Why Altamont #1? - The Cities
The creation of a high speed rail system for the state brings a new level of mobility to everyone. The greater the number of cities that can be served by the system, the greater the usefulness of the system. While there will be express trains from the Bay Area to Los Angeles, there will also be local trains serving all the major cities along the line.
If either the Pacheco Pass or Diablo alternaives are selected, no city in the valley north of Merced will be included in the first phase of construction. Additionally, Merced, home of the newest UC campus, only gets service in the initial system if the Diablo alignmment is chosen, and only because the system is diverted to serve the city.
If the wise decision is made to resurrect the Altamont alignment, most of the cities in the Central Valley will see service as part of the first phase of the system.
Outside the Bay Area, Merced, Turlock, Modesto, Manteca, and Tracy would all have stations on the line. Additionally, Stockton is only 14 miles from Manteca, so they would benefit from the Altamont alignmment, as well.
In the Bay Area, an Altamont alignment would offer service to the Tri-Valley/I-680 corridor, which includes Livermore and Pleasanton, along with many smaller cities, like Dublin and San Ramon. The area is home to many corporate headquarters, including Chevron-Texaco, one of the largest companies in the world.
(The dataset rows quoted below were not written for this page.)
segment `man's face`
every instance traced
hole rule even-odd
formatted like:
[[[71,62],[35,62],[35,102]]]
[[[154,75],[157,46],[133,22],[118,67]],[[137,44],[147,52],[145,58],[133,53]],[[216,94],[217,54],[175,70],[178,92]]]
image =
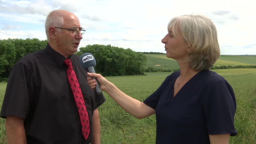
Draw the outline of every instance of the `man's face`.
[[[73,29],[81,28],[78,19],[71,13],[65,13],[63,16],[64,24],[62,28]],[[83,36],[80,32],[76,36],[72,31],[61,29],[60,32],[57,33],[56,42],[59,52],[65,57],[67,57],[77,51],[80,40]]]

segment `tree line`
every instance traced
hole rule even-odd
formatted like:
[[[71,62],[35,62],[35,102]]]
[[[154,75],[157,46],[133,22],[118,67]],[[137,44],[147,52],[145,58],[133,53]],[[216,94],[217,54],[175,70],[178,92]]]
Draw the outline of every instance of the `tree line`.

Both the Amador Valley station and the Fremont station would offer direct links to BART, providing access to the inner East Bay cities.
How many people live in cities that would have stations along the Altamont alignment? Not counting Stockton or Merced, there are over 800,000 people in the cities listed above. Add in Merced and Stockton, and the total goes to over 1,100,000.
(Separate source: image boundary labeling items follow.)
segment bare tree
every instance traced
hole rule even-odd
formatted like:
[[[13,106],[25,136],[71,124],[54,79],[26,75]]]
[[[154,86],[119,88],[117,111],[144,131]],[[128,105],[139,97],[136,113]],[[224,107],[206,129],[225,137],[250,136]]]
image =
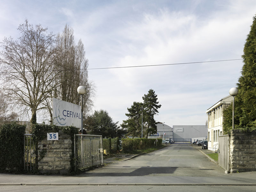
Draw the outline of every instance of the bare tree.
[[[41,25],[34,28],[27,20],[18,28],[17,40],[5,38],[0,53],[1,89],[11,103],[30,110],[30,122],[36,122],[36,112],[45,108],[43,102],[56,88],[58,75],[55,64],[55,38]]]
[[[62,33],[57,35],[56,44],[58,54],[55,65],[58,77],[55,79],[54,83],[58,86],[52,90],[51,97],[79,104],[80,97],[77,88],[80,85],[84,86],[86,92],[84,97],[83,114],[85,116],[93,105],[95,86],[88,79],[88,62],[85,57],[84,44],[80,39],[76,44],[74,30],[67,25]],[[44,103],[48,106],[52,118],[51,101],[46,100]]]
Comapre this with a Diablo or Pacheco alignment. The Diablo alignment serves Merced, population 62,000. The Pacheco Pass alignment serves Los Banos, Gilroy, and Morgan Hill, for a total of 100,000.
So, there's a difference of almost 1,000,000 people between the corridors.
Consider that 50,000 San Joaquin County residents commute into the Bay Area each day. Capturing just 10% of that market, bringing people into the job-rich Silicon Valley at 1/2 to 1/3 the time of the fastest commute today, would fill ten trains each way, each day!